LOS ANGELES (Reuters) - A woman who was attacked by a 6-foot (1.8-meter) shark in her outrigger canoe off the California coast over the weekend managed to escape unharmed and paddle safely back to shore, the local harbor patrol said on Monday.
The woman, who was not identified, told authorities that she was paddling her canoe about 3 miles (5 km) offshore, when the shark began biting on the outrigger, Santa Barbara Harbor Patrol officer Larry Nufer said.
The woman was pitched into the water during the attack, about a mile (1.8 km) north of Santa Barbara Harbor, Nufer said, but she managed to scramble back into her canoe and paddle it back to shore as the shark swam away.
She described the shark as six feet (1.8 meter) long and blue-gray in color.
Earlier this month a surfer was attacked by a shark and injured on the central California coast some 30 miles (48 km)north of Santa Barbara, prompting the closure of three public beaches in the area controlled by Vandenberg Air Force Base.

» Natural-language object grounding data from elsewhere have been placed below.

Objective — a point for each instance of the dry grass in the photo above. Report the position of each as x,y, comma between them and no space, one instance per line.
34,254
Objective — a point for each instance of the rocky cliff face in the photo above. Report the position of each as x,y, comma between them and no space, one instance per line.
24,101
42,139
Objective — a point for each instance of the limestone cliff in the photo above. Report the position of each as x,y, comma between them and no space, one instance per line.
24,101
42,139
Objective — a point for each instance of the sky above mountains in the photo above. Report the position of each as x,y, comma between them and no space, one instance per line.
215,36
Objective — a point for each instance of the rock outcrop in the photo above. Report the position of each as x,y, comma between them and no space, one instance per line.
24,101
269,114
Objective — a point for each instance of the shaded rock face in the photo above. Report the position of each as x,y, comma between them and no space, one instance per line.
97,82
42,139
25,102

The surfer suffered lacerations to his knee, and his surfboard was scraped in the attack by a shark measuring 8 to 10 feet (2.4 to 3 meters) in length, according to a report by the Shark Research Committee.

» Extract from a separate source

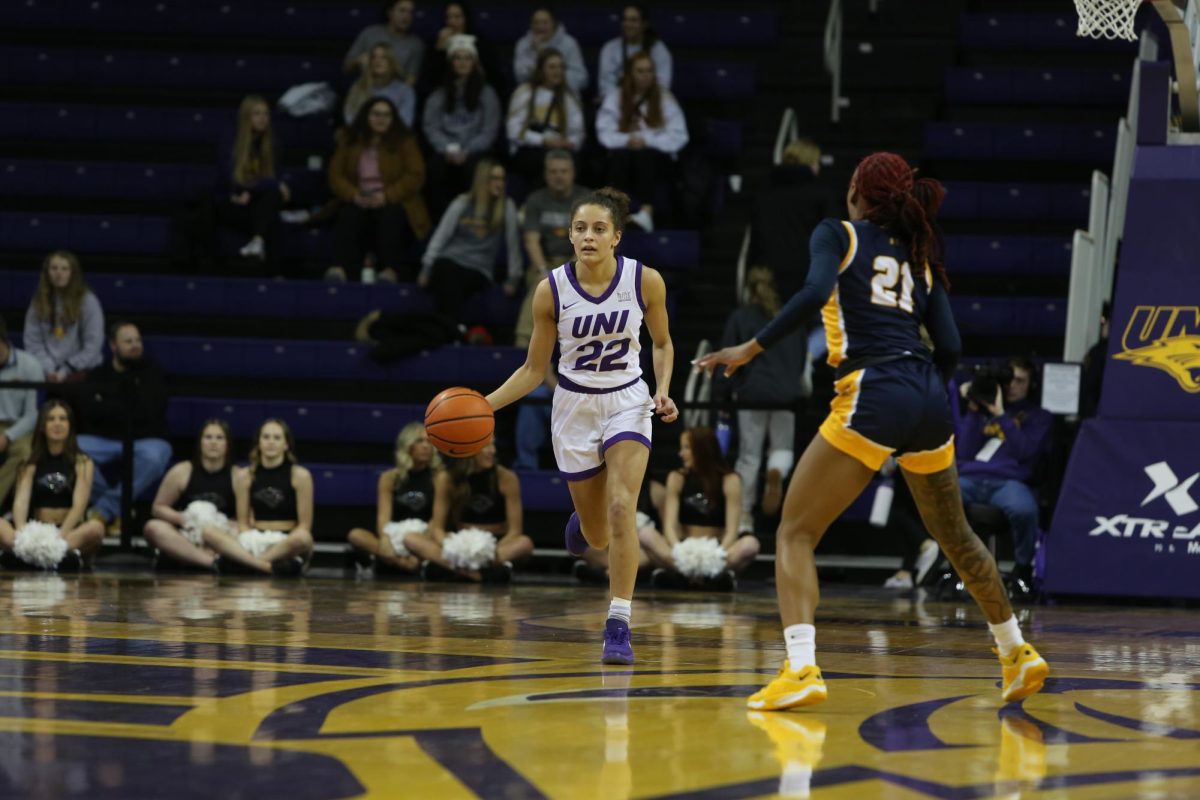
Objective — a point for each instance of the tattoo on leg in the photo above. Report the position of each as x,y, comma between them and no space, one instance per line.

The base and Collier’s report did not say what type of shark was involved, but local media described it as a great white.
Despite intense media attention generated by shark attacks on humans, such incidents are fairly rare along the U.S. Pacific Coast, with 154 unprovoked attacks authenticated off California since 1900, according to the Shark Research Committee.
Thirteen fatal shark attacks on people have been documented in California during the past 60 years, with the two most recent of those occurring at Vandenberg’s Surf Beach in October 2010 and October 2012, the group said.